Sobra futuras parcerias entre a UFF e as representações diplomáticas do Cazaquistão, o professor Américo ressalta: “É o primeiro evento deste nível em uma universidade pública no Brasil. Tivemos um outro realizado online há pouco tempo na Universidade de Brasília (UNB). A homenagem a este pensador, assim como a assinatura de um acordo, um memorando de cooperação entre a Embaixada e o CEA-UFF, permite estarmos nos próximos dois anos desenvolvendo atividades dentro da UFF, tanto de língua quanto de cultural cazaque. Estamos pensando em várias coisas que vão desde um curso do idioma a trabalhos com literatura, música, cinema e outros. Até tivemos nestes últimos dias uma conversa com a Secretaria de Cultura de Niterói para avaliar projetos para museu. Então, as iniciativas estão caminhando. Aliás, outro memorando deve ser assinado com a Secretaria de Cultura”.
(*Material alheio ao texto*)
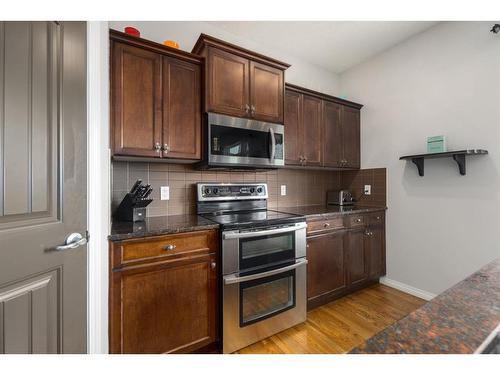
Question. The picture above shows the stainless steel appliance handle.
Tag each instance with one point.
(235, 279)
(273, 144)
(258, 233)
Sobre planos futuro, o embaixador Nussupov destacou que a Embaixada almeja auxiliar em projetos futuros para a promoção da cultura e da língua cazaque e até de outros países da Ásia Central como o Quirquistão. Concretamente estão na agenda do embaixador a inauguração de uma Associação/Sociedade Cazaque em Brasília. O Rio já conta com a Sala de Leitura Abai Qunanbayuly, na Biblioteca Popular Annita Porto Martins, inaugurada em 2020, em razão da 175º aniversário do pensador, filósofo, fundador da literatura escrita em cazaque. A biblioteca leva o nome da avó do empresário e atualmente cônsul honorário do Cazaquistão no Rio Aloysio Maria Teixeira Filho.
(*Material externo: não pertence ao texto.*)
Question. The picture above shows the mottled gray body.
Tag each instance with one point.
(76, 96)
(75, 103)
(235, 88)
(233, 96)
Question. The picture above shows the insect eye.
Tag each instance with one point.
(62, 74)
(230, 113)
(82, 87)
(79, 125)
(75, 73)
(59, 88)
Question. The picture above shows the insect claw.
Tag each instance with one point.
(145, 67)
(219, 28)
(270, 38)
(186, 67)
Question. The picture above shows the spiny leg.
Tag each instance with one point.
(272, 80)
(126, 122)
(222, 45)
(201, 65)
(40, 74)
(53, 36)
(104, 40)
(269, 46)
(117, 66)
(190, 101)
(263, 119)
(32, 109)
Segundo ele, para além de sua importância geopolítica estratégica, o país da Ásia Central é um exemplo ao mundo: “Em tempos turbulentos e em uma região conturbada, o Cazaquistão é um modelo de paz. Não interessa quem inicia os conflitos, é preciso buscar um caminho para o fim das guerras. Esta tem sido a postura do Cazaquistão. Portanto, é uma grande oportunidade e honra que recebi em ajudar a promover uma aproximação da cidade do Rio e seus habitantes com a cultura cazaque”.